Monday 30 July 2012

crop rotation


One of the components of growing vegetables organically is planning your crop rotation. While I am not very good at and don't enjoy crossword puzzles, I do love figuring out each year's rotation plan. It is helpful to have various garden beds or, as I now have in the field, a big area that can be divided according to that year's plan.

The first thing to consider is the effect a crop can have on the bed and/or the soil. There are "cleaning" crops which are good for planting in the first year an area has been cleared. Potatoes are good for this because the process of hilling up throughout the season can keep the rows weeded on a regular basis. Also the fact that potatoes produce underground tubers can help to loosen the soil.
By the time the potatoes are just about to die down the foliage has almost extended to obscure the rows

Another crop good for cleaning a virgin bed is squash, both summer and winter. Since both squashes produce huge leaves and cover a big area, weeds tend to be shaded out as the season progresses. Of course, while this is the theory, weeds get a good start between the hills at the beginning of the season and if you don't keep pulling them out they can be pretty established by the time the squashes have really gotten going. Squashes are also heavy feeders so my squash hills are usually composed of nothing but manure and compost with a sprinkling of soil on top of the seeds. That manure and compost helps enrich the soil too.
The huge leaves of a fruiting zucchini plant mid summer.
The winter squash leaves are a little smaller than those of zucchini but they can send out shoots up to 10 feet from the roots.

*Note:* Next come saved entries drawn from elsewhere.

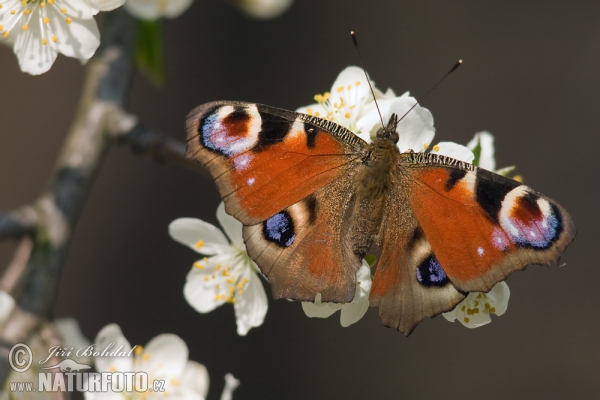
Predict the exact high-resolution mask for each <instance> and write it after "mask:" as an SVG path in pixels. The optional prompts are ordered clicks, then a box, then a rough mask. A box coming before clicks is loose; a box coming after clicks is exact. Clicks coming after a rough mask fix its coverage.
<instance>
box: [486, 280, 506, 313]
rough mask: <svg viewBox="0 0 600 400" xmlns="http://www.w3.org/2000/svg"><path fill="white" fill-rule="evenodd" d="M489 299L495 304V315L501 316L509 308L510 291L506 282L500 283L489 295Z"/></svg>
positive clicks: (489, 291) (489, 293) (494, 287)
mask: <svg viewBox="0 0 600 400" xmlns="http://www.w3.org/2000/svg"><path fill="white" fill-rule="evenodd" d="M487 296H488V298H489V299H490V300H491V301H492V302H493V304H494V308H495V310H494V314H495V315H497V316H499V317H500V316H501V315H502V314H504V313H505V312H506V309H507V308H508V300H509V299H510V289H509V287H508V284H507V283H506V282H504V281H502V282H498V283H497V284H496V285H495V286H494V287H493V288H492V290H490V291H489V292H488V293H487Z"/></svg>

Unfortunately you can also see the prolific weeds between the hills.

Once the ground has been cleared (at least somewhat) and loosened by a cleaning crop that area can be planted to beans or peas the next year. Both fix nitrogen in the soil. When the harvest is done the plants should be roughly chopped and turned back into the soil at the end of the season.
These double rows of beans were planted a foot apart but now the growth is totally contiguous  (which will make picking a pain)

The following year that area is then ready to be planted to greens which benefit from the extra nitrogen and what is now starting to be friable soil, good for the fine seeds of lettuce and other greens like kale, mustard and arugula.

The final group of crops to be planted in that area is the root crops like beets and carrots which need soil that has a good tilth so the roots can grow down easily and, especially for carrots, straight. Raised beds can be also be helpful for root crops. Beets are partial to a little sprinkling of wood ash too.

But of course the plot thickens when you take into account members of the same family which should not be planted in the same area in consecutive years. So tomatoes and eggplants can't go where potatoes were for at least three years. And of course I always seem to miss some potatoes when I am digging. These then overwinter and pop up the next year totally ruining my best laid plans. Ultimately all of my beds seem to be partially potato beds...

And I have read that because tomatoes are perennial in their native countries they like it best if kept in the same bed at least two years. Other people absolutely insist that tomatoes must not be in the same soil for at least four years.

There are no hard and fast rules. Just lots of general principles and an infinite number of opinions. I have seen garden plans with 4 different beds but 8 and even 16! And most rotation plans show a four year schedule but some three years and other much longer. The permutations are endless...And unlike a crossword puzzle there isn't always the satisfaction of coming up with perfect solution!